O artigo em questão aborda o tema "Insucesso Escolar" dos estudantes das Caraíbas que vão prosseguir os seus estudos superiores na Holanda.
Neste artigo uma das causas principais deste insucesso escolar tem a vêr com com o uso do Papiamento (o equivalente do nosso crioulo) nas escolas dos seus países de origem.
O artigo em referência pode ser consultado na íntegra e em holandês no seguinte site:
https:/www.ad.nl/Rotterdam/hogeschool-stopt-met-werven-in-antillen-studenten-halen-te-weinig-diploma-s~afdf.7bf7/
Abstenho de emitir qualquer opinião sobre este tema bastante contraditório, deixando a mesma para os nossos comentaristas, pois aqueles radicais que fanaticamente querem introduzir o crioulo (que aliás já está introduzido) quer nas escolas primárias, secundárias e superiores enviam os seus filhos, netos, etc,etc, para as escolas privadas onde as aulas são ministradas em português ou noutras línguas. Hipocrisia e desonestidade em óptima forma.
TRADUÇÃO PARCIAL E LIVRE
Escola Superior de Roterdao suspende recrutamento de estudantes nas Antilhas atendendo que desses estudantes muito poucos conseguem obter um diploma.

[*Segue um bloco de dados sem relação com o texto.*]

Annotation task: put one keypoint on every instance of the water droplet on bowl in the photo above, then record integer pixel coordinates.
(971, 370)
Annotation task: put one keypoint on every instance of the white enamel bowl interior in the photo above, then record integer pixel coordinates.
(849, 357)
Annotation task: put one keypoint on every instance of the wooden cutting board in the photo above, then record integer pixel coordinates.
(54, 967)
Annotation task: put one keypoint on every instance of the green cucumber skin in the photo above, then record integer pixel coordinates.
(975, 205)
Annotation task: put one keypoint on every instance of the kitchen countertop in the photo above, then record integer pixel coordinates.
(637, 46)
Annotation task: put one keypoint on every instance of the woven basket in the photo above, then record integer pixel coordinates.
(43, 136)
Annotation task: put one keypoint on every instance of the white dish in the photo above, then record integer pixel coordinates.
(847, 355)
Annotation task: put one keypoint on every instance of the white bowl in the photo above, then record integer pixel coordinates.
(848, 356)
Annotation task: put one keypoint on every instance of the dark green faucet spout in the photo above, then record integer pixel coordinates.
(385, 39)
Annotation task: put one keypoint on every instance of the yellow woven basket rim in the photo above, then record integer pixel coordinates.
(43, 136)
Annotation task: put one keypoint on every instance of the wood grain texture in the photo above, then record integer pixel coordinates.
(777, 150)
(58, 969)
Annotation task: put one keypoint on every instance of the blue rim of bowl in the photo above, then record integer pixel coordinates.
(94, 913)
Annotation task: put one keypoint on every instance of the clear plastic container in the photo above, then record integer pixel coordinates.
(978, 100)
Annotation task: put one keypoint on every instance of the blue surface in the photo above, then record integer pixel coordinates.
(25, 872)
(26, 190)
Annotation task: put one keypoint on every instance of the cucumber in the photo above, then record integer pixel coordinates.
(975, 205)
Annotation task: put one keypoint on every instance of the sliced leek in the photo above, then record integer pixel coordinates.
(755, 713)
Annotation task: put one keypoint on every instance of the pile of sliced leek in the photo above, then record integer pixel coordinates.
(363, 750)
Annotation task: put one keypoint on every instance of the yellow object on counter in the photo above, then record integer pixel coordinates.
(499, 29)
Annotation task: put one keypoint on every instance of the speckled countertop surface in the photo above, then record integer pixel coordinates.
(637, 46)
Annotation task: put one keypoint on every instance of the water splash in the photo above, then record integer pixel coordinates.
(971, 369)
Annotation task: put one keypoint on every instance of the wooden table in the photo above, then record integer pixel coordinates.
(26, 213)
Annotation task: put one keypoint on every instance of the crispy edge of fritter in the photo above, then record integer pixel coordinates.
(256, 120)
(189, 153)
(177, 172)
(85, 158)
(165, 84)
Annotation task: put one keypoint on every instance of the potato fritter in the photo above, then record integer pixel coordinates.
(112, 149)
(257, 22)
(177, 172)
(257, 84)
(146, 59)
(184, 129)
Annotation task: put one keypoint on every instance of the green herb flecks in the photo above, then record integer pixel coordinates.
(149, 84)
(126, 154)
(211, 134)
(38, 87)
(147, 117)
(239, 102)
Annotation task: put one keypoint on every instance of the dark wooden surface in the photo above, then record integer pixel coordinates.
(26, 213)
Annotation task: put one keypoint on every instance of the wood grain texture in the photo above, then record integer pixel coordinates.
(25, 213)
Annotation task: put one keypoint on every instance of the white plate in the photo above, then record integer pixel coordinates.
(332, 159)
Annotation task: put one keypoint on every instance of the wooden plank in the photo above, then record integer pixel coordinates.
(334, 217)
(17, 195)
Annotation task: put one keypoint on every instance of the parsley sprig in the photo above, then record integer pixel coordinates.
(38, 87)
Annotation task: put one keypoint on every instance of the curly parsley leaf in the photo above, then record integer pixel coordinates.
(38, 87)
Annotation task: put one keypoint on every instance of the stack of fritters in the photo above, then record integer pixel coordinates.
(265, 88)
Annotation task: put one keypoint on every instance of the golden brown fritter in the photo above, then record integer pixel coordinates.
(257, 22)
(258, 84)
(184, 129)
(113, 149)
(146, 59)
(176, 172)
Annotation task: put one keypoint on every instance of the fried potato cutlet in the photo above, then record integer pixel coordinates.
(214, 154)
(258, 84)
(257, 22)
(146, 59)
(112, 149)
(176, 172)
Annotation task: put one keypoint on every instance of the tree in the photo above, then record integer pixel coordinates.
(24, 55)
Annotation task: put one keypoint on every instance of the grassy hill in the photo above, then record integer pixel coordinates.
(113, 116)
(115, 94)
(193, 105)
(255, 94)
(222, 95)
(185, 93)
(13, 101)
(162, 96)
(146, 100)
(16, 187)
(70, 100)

Os estudantes antilhanos na Escola Superior de Roterdao (Hogeschool Rotterdam) falham nos bancos da escola em grande número pelo que a mesma Escola Superior é obrigada por uma questão de ética suspender o recrutamento de estudantes até que o Ministro do Ensino colabore numa solução.
Todos os anos vêm cerca de quinhentos jovens das Antilhas estudarem na Holanda e entre eles cerca de duzentos na Escola Superior de Roterdao.
Os seus sonhos são grandes mas o seu sucesso pequeno.
Três quarto desses estudantes não conseguem chegar ao fim do curso o que significa: sem diploma, pobres de uma ilusão e ricos duma dívida contraída para poder estudar.
Uma das razões principais, entre outras, apresentadas pelo Director deste Instituto Superior e que esses estudantes tiveram como primeira língua o Papiamento, o equivalente do nosso Crioulo, em vez da língua holandesa, no nosso caso o português.
A referida Escola tem introduzido nos últimos anos aulas de holandês para esses estudantes mas sem resultado.
Depois de 5 anos de estudo apenas 1 em 10 estudantes consegue obter um diploma com sucesso.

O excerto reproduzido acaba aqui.